# Mirroring pkg and update servers



## yggdrasil (Jan 26, 2016)

Hi,

after setting up a local mirror of OpenBSD's packages and patches with rsync rather easily, I tried to find a way to do the same with FreeBSD. As How to Mirror FreeBSD states, this is intentionally not possible, at least not for the packages. Now I know I can build my own package server via poudriere, or Dragonfly's synth, and that there are scripts and descriptions for compiling the FreeBSD updates yourself, but I rather not. While I like being able to compile stuff myself, I very much dislike the "compile _everything_ yourself"-notion (the reason I dislike Gentoo, and why it took me a long time to really get started with FreeBSD).

So my questions are:
- What is the reasoning behind this? "Due to very high requirements of bandwidth, storage and adminstration [...]" seems rather vague and unintuitive...
- Am I overlooking something? Are there ways to do this without having to compile everything myself?

Thanks!
(If a Mod thinks this might be better moved to a different subforum, go ahead. This seemed the most fitting one)


----------



## gofer_touch (Jan 26, 2016)

I do this from time to time to install to offline machines in rural locales. Why not just used wget?


----------



## yggdrasil (Jan 26, 2016)

That was a backup plan, but the official stance is "not allowed", so I'm wary. But thanks anyway!


----------



## SirDice (Jan 26, 2016)

I've setup a local repository with poudriere. The added bonus of this is that I have complete control over the port versions and options.
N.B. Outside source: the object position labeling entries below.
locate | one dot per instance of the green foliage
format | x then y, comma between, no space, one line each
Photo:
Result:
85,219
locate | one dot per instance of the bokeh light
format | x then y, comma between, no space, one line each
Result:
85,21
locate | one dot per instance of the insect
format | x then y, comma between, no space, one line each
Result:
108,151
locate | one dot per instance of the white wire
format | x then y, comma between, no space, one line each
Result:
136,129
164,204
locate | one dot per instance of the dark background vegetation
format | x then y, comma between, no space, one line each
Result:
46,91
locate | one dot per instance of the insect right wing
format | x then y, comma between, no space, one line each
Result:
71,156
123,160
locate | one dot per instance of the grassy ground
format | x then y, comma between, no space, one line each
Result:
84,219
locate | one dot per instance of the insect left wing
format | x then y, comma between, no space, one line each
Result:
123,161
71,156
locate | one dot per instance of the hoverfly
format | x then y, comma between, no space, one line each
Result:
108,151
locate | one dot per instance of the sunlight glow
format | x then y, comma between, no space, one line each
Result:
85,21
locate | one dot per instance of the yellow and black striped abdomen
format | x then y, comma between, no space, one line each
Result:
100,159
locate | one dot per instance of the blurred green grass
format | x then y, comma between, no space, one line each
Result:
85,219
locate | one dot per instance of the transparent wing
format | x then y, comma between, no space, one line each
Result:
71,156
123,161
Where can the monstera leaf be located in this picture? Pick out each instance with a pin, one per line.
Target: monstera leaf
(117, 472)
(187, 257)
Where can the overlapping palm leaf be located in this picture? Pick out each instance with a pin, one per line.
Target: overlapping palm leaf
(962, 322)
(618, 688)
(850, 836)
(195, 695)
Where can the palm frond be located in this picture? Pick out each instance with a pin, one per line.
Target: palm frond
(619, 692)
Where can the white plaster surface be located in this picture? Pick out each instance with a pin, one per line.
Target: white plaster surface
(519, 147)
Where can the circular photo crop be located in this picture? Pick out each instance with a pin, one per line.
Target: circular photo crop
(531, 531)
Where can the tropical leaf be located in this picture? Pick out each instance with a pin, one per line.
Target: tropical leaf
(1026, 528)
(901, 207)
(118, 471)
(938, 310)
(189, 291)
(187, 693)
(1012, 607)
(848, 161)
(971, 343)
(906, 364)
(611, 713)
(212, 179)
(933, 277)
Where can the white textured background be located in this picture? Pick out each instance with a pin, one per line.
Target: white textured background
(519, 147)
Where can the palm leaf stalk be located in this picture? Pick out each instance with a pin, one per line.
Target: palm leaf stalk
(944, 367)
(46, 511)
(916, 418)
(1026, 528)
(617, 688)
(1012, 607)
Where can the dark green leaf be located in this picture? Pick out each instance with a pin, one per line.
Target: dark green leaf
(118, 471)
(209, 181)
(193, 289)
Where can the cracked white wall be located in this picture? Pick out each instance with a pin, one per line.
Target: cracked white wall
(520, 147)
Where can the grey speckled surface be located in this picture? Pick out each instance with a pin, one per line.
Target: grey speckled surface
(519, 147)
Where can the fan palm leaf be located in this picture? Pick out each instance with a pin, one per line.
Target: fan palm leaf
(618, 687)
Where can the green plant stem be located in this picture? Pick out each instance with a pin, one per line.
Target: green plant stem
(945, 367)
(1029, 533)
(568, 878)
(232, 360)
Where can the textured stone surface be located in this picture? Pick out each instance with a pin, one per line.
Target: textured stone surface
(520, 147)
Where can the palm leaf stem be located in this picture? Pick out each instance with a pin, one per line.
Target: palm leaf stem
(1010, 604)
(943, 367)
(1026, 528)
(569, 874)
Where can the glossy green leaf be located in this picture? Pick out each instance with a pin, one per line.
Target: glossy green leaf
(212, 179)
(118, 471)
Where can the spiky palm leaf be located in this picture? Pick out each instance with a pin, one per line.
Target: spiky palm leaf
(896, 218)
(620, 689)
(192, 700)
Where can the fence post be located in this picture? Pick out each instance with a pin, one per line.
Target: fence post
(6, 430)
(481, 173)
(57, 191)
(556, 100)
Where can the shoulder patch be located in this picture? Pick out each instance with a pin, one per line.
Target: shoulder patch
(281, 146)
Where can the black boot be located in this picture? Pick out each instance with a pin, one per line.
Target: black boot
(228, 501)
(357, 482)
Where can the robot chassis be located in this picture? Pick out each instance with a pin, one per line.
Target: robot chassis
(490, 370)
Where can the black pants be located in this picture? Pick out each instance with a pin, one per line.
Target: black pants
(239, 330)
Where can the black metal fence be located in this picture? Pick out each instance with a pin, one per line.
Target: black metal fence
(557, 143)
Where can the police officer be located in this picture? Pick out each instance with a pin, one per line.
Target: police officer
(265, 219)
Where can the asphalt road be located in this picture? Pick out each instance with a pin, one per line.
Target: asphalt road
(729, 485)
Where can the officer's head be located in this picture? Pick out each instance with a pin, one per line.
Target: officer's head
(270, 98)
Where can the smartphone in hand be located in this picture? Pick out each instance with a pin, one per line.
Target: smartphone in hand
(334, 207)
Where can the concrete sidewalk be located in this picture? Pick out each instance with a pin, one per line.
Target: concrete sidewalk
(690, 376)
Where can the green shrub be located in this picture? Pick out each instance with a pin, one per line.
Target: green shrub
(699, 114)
For freebsd-update(8) I configured an Apache server to proxy and cache the data. So only the first machine will actually download the patches from the internet, consecutive machines will get the data from Apache's proxy cache.


----------



## Chris_H (Jan 26, 2016)

Maybe I'm somehow missing your intention here; but couldn't you just use bsdinstall(8), or pkg(8) to perform tour initial install, of all the ports/applications you want to have. Which would slurp all the packages you want to _actually_ have. Then, simply cd(1) to each the ports(7) dirs of those apps, and `make config`. Then you'd be all setup to up(date|grade) all of your applications with the options _you_ want. Doing so in ports-mgmt/synth, would create a nice little repo, that you could export to any other box(es) that you'd also like to have configured with those apps. _Sure_ it's a bit of time, and effort, up front. But it'd be Smooth Sailing, after that. 

Just a thought. 

--Chris[/port]


----------



## yggdrasil (Jan 26, 2016)

Chris: I just want a local mirror so my testboxes and jails don't all clog up my line without having to compile everything myself.
SirDice: Yes, a proxy was another alternative I thought about.
I'm just baffled how easy OpenBSD, and DragonflyBSD for that matter, make this as opposed to FreeBSD.
Thanks everyone for sharing the alternative possibilities.


----------



## gofer_touch (Jan 26, 2016)

What does Dragonfly do differently that FreeBSD's ports can't? They both use the same ports system with some minor tweaks for Dragonfly. If anything you can obtain FreeBSD's ports much faster because there are so many very fast mirrors.


----------



## yggdrasil (Jan 26, 2016)

They offer rsync-servers to easily download and synchronise _all_ their stuff, including up-to-date packages, which where deliberately left off of the FreeBSD rsync-servers. This has nothing to do with the ports system itself.